The Kobzar of the Ukraine/Who Was Taras Shevchenko
Who was Taras Shevchenko?
What "Uncle Tom's Cabin" did for the negroes of the United States of America the poems of Shevchenko did for the serfs of Russia. They aroused the conscience of the Russian people, and the persecutions suffered by the poet at the hands of the autocracy awakened their sympathy.
It was two days after the death of Shevchenko that the czar's ukase appeared granting freedom to the serfs. Possibly the dying poet knew it was coming and died the happier on that account.
But in still another way does this man's figure stand out. In the country called the Ukraine is a nation of between thirty and forty millions of people, having a language of their own—the language in which these poems were composed.
This has been, as it were, a nation lost, buried alive one might say, beneath the power of surrounding empires.
They have a terrible history of oppression, alternating with desperate revolts against Polish and Muscovite tyranny.

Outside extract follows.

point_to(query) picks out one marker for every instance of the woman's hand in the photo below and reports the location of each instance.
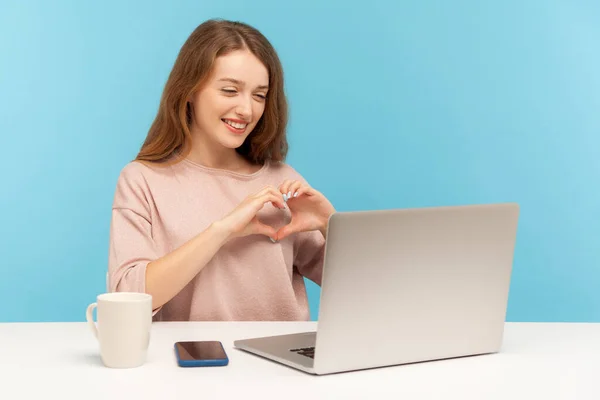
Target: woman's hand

In these poems speaks the struggling soul of a downtrodden people. To our western folk, reared in happier surroundings there is a bitter tang about some of them, somewhat like the taste of olives, to which one must grow accustomed. The Slavonic temperament, too, is given to melancholy and seems to dwell congenially in an atmosphere misty with tears. But he gravely misreads their literature who fails to perceive the grim resolve beneath the sorrow.
In the struggle of the Ukrainians for freedom the spirit of this poet, who was born a serf, remains ever their guiding star.